The marring wasn't bad at all on the Porsche so we were able to use our Evo21 Dual Action Polisher with Evo 3000 Ultra Finish Polish/ Blue Foam Pad combo. This was able to achieve enough cut to get rid of the marring while glossing the clearcoat.





After polishing the vehicle, we applied 2 coats of our signature Evo Quartz Coating Pro 9H to give it the candy like appearance. We do offer our 5H and 7H versions for consumers to use, it has the same gloss and hydrophobic properties as the Pro 9H. The only difference between the 3 versions are the amount of solids in the formula, this equates to being more durable. The Evo Quartz Pro 9H is available by either having your car detailed at our detail shop or an authorized location. We are offering classes to certain people wanting to get into the ceramic quartz market and we do recommend any detailer to jump on board to add value to your business!
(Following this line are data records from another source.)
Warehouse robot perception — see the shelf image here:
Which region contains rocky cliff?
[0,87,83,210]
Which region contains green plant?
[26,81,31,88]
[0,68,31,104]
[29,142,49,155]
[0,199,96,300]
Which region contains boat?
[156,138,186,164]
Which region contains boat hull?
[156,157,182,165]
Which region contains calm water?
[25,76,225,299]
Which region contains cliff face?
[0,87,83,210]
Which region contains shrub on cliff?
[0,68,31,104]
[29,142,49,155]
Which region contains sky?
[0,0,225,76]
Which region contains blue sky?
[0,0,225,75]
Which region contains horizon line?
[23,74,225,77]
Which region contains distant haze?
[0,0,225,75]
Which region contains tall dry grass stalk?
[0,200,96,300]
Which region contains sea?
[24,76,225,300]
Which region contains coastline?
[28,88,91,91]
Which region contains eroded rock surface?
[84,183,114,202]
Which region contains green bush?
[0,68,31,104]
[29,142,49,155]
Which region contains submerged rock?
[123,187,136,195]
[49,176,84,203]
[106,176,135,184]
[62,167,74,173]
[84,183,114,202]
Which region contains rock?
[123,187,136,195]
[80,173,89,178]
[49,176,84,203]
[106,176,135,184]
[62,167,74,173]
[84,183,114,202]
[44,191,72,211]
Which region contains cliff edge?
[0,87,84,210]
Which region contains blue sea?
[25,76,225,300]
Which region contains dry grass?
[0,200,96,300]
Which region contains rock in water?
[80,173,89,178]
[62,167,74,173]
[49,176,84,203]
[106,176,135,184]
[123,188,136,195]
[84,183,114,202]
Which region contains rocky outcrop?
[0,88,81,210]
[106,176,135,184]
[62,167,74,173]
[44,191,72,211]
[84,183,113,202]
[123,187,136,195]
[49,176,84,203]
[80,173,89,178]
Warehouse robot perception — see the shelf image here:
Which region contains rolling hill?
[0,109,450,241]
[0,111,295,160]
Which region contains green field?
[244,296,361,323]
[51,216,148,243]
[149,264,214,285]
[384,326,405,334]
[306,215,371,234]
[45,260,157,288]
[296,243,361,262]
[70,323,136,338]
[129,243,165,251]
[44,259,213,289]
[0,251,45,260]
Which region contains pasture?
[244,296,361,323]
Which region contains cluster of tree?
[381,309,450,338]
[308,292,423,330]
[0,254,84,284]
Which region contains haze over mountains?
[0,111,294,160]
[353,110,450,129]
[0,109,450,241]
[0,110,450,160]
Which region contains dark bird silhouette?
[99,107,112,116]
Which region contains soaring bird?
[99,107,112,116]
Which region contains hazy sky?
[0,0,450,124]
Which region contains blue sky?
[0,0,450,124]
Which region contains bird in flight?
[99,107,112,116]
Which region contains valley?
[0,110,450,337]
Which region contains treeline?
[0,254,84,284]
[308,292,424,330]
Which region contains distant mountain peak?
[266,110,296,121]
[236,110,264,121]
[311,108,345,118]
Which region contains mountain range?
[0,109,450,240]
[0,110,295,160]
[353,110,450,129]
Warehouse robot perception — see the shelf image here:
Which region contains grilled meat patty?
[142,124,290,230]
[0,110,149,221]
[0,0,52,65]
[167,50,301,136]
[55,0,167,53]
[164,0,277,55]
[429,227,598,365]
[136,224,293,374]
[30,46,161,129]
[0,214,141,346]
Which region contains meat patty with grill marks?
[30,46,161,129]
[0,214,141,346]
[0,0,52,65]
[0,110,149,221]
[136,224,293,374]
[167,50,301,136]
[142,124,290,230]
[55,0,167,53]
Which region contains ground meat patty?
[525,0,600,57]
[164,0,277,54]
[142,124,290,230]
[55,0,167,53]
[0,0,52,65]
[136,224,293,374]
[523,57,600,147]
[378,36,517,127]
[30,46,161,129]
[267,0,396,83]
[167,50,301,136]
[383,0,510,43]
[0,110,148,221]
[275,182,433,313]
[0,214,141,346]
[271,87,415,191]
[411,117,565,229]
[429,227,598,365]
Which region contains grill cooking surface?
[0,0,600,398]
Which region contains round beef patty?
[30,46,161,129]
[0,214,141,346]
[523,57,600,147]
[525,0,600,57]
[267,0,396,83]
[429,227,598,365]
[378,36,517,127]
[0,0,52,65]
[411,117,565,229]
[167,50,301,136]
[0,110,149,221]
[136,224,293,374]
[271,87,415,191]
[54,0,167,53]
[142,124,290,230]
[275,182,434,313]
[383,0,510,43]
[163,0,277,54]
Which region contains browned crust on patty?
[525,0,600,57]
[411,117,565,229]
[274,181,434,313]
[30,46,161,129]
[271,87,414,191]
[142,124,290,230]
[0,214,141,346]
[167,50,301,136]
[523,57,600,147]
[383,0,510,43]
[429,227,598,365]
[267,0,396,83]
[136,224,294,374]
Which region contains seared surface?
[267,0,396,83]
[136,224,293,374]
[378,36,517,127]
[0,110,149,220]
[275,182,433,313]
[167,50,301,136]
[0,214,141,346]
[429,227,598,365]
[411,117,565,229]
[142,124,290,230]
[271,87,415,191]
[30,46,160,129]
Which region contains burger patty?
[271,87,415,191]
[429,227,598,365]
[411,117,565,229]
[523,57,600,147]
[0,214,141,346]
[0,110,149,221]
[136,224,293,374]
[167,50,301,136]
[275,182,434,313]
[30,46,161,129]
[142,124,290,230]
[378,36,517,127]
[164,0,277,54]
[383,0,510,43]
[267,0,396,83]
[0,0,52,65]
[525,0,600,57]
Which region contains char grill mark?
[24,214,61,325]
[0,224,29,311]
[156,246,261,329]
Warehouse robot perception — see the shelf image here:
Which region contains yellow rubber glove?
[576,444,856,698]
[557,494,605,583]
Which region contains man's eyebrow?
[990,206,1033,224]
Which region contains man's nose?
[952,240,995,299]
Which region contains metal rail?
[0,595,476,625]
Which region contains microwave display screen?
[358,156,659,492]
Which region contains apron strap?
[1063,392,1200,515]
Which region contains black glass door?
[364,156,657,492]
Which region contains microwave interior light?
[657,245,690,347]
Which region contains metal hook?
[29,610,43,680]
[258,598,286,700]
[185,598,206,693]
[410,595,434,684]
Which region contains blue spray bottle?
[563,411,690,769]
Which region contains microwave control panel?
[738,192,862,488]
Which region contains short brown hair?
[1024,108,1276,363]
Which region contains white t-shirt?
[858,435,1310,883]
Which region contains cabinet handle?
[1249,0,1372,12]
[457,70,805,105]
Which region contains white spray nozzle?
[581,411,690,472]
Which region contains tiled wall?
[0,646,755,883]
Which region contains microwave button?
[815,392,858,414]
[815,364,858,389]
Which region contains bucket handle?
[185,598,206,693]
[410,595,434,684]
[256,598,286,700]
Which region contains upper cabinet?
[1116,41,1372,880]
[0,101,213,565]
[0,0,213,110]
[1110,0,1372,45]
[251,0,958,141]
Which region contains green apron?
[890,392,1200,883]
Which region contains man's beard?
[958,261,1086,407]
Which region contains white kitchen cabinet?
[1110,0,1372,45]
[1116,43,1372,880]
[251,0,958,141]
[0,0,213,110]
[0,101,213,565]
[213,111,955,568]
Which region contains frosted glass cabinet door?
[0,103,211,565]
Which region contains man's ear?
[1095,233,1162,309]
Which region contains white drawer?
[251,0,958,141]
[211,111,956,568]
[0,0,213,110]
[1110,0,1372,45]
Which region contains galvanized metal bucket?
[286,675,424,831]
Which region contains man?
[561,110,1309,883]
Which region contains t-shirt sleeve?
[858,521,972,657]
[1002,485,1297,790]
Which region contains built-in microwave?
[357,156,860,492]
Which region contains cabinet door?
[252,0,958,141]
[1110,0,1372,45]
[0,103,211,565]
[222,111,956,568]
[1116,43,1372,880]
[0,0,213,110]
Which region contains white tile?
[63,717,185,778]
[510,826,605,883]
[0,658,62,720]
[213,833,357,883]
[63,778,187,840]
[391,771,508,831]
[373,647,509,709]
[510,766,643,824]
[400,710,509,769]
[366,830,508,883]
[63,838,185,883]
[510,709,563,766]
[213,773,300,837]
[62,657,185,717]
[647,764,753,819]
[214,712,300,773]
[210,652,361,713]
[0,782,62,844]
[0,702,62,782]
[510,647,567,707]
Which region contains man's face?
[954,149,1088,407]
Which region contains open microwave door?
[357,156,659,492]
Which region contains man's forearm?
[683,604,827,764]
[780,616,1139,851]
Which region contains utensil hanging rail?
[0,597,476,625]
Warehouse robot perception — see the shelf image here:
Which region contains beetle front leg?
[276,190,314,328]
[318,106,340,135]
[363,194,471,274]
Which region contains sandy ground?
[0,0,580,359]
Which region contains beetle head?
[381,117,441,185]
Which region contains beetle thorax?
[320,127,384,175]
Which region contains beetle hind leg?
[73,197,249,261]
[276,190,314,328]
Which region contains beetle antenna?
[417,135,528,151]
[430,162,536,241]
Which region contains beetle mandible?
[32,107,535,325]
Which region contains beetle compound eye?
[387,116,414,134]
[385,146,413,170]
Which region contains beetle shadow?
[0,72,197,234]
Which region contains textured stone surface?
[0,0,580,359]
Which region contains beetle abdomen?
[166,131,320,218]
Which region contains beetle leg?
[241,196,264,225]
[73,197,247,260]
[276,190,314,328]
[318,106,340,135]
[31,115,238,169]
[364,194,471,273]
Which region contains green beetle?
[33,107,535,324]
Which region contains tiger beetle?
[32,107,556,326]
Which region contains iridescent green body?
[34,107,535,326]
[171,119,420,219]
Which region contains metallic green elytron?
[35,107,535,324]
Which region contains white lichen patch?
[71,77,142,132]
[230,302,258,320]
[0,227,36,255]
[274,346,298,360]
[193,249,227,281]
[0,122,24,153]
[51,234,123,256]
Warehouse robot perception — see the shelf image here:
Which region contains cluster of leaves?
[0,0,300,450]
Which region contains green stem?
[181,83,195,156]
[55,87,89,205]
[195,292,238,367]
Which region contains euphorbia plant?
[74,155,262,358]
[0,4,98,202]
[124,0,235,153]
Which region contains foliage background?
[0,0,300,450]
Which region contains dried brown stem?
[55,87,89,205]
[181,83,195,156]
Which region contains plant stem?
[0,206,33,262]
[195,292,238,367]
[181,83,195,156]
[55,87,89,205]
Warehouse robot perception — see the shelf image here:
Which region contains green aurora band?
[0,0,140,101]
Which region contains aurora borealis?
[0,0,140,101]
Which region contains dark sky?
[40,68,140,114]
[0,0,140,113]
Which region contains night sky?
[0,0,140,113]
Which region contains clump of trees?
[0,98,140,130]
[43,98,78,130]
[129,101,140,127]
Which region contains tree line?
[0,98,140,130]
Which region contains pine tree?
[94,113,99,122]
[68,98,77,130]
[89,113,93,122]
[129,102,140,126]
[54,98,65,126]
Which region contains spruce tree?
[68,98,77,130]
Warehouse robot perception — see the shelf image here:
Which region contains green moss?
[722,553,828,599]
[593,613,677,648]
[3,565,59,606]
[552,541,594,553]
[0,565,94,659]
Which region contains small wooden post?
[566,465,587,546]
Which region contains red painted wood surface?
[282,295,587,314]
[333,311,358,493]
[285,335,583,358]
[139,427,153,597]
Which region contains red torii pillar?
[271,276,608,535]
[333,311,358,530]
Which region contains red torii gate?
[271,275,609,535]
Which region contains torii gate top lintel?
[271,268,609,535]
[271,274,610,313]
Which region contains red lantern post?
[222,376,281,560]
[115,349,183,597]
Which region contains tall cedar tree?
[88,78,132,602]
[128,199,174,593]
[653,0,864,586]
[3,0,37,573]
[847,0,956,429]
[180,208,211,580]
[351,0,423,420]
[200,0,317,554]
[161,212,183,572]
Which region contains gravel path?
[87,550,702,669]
The weather wasn't the greatest on this day so we had to leave the car in our shop to not get rained on. Here she is all ready to go once the weather clears up! Once the Evo Quartz fully cures you can just handwash and use our Gloss Enhancer Detail Spray with a good microfiber towel to maintain the wet look!


----------



## stangalang (Nov 27, 2009)

Great work and gorgeous car


----------



## Gas head (May 28, 2010)

Atlas Grey?


----------